Reference Guide

2 Best Practice for SSL-J FIPS 140-2 Compliance
RSA BSAFE SSL-J 6.2.6 Security Best Practices Guide
Best Practice for SSL-J FIPS 140-2 Compliance
SSL-J allows TLS protocols to be used in a FIPS 140-2 compliant manner. It is
designed to be integrated into client applications using the Java JSSE and JCE
cryptographic provider frameworks, or using the proprietary SSLJ API.
For SSL-J and its encompassing system to be FIPS 140-2 compliant, the following
requirements must be met:
SSL-J must use a FIPS 140-2 validated cryptographic module, the RSA BSAFE
Crypto-J (Crypto-J) Java Crypto Module (JCM), for all cryptographic operations.
Only FIPS 140-2 approved algorithms can be used by SSL-J and by the
encompassing application.
The exceptions to this include:
MD5 which is allowable when used in TLS 1.0 and TLS 1.1 connections.

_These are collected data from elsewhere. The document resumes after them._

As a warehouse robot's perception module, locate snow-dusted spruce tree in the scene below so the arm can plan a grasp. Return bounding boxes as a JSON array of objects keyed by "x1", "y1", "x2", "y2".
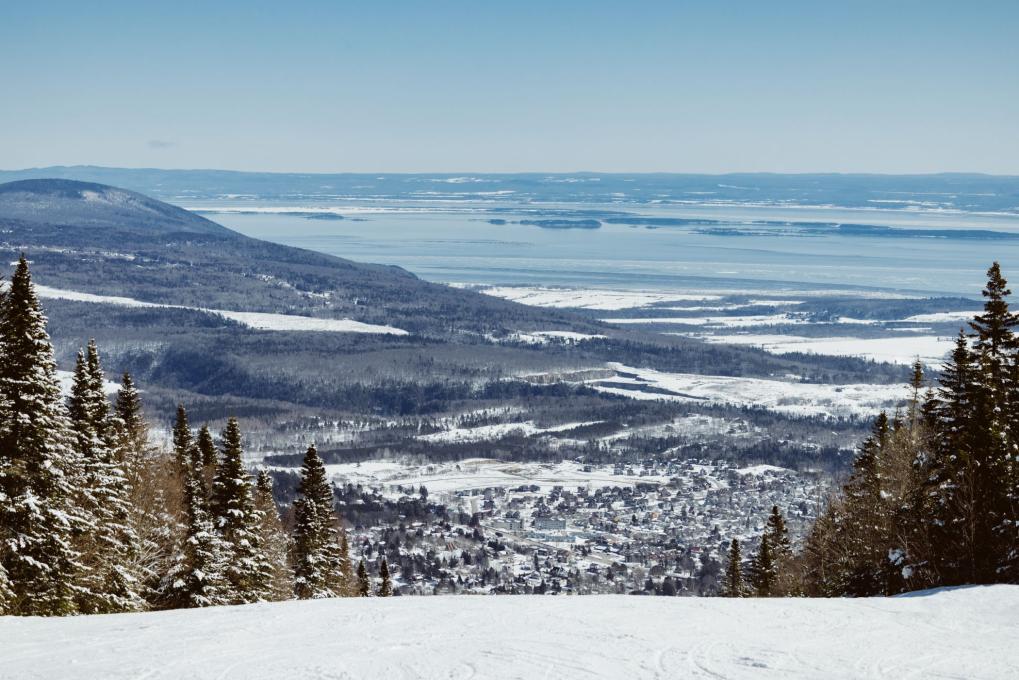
[
  {"x1": 378, "y1": 556, "x2": 392, "y2": 597},
  {"x1": 358, "y1": 558, "x2": 372, "y2": 597},
  {"x1": 803, "y1": 263, "x2": 1019, "y2": 595},
  {"x1": 0, "y1": 255, "x2": 88, "y2": 615},
  {"x1": 198, "y1": 425, "x2": 218, "y2": 498},
  {"x1": 203, "y1": 418, "x2": 258, "y2": 603},
  {"x1": 293, "y1": 447, "x2": 350, "y2": 599},
  {"x1": 721, "y1": 538, "x2": 747, "y2": 597},
  {"x1": 750, "y1": 533, "x2": 779, "y2": 597},
  {"x1": 970, "y1": 262, "x2": 1019, "y2": 583},
  {"x1": 113, "y1": 373, "x2": 184, "y2": 606},
  {"x1": 161, "y1": 406, "x2": 229, "y2": 609},
  {"x1": 255, "y1": 470, "x2": 293, "y2": 600},
  {"x1": 67, "y1": 341, "x2": 145, "y2": 614},
  {"x1": 0, "y1": 564, "x2": 14, "y2": 616}
]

JKS. Storing certificates in JKS is allowable as no cryptography is used.
Storing private keys in JKS is allowable if the JCM is used correctly. That is,
if:
the JsafeJCE provider is registered as the default, so it is used by JKS
the appropriate key sizes are used
the Security Policy requirements are fulfilled
Note: If the application is going to be separately validated (NIAP
protection profile or UCAPL), the usage must be assessed on a case
by case basis. In this case, we recommend using PKCS #12 keystores,
as this removes any potential issue for the application validation.

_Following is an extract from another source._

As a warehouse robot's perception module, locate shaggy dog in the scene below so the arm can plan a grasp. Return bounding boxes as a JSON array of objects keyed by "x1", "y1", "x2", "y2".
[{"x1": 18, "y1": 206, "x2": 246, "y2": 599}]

The above requirements hold true for all operations performed by the application
and services provided by the application.

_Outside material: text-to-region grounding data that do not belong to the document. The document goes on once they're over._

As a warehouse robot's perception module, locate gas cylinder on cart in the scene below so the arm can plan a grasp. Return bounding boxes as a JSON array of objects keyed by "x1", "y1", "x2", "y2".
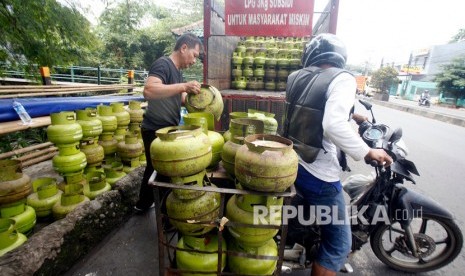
[
  {"x1": 235, "y1": 134, "x2": 298, "y2": 192},
  {"x1": 176, "y1": 234, "x2": 227, "y2": 275},
  {"x1": 228, "y1": 239, "x2": 278, "y2": 275},
  {"x1": 103, "y1": 161, "x2": 126, "y2": 187},
  {"x1": 166, "y1": 184, "x2": 221, "y2": 236},
  {"x1": 27, "y1": 177, "x2": 63, "y2": 218},
  {"x1": 226, "y1": 194, "x2": 283, "y2": 247},
  {"x1": 79, "y1": 138, "x2": 105, "y2": 169},
  {"x1": 97, "y1": 105, "x2": 118, "y2": 134},
  {"x1": 0, "y1": 160, "x2": 32, "y2": 205},
  {"x1": 76, "y1": 108, "x2": 103, "y2": 139},
  {"x1": 186, "y1": 84, "x2": 224, "y2": 121},
  {"x1": 83, "y1": 171, "x2": 111, "y2": 200},
  {"x1": 150, "y1": 126, "x2": 212, "y2": 176},
  {"x1": 128, "y1": 101, "x2": 145, "y2": 124},
  {"x1": 52, "y1": 142, "x2": 87, "y2": 174},
  {"x1": 184, "y1": 112, "x2": 224, "y2": 168},
  {"x1": 47, "y1": 111, "x2": 83, "y2": 146},
  {"x1": 0, "y1": 218, "x2": 27, "y2": 257},
  {"x1": 221, "y1": 118, "x2": 264, "y2": 176},
  {"x1": 52, "y1": 184, "x2": 90, "y2": 220},
  {"x1": 0, "y1": 199, "x2": 36, "y2": 235}
]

Complete the following actions to ensure that SSL-J is used in a FIPS 140-2 compliant
manner:
For all cryptographic operations, always explicitly ask for the Crypto-J or SSL-J
providers,
com.rsa.jsafe.provider.JsafeJCE or
com.rsa.jsse.JsseProvider, and use these to provide cryptographic and
TLS implementations. Do not ask for the default implementation.
Remove all other cryptographic providers from the
java.security provider
list. The provider list should only contain entries for Crypto-J and SSL-J.
Ensure only cipher suites allowed by FIPS 140-2 are enabled.
Use TLS protocol version 1.0, 1.1 or 1.2.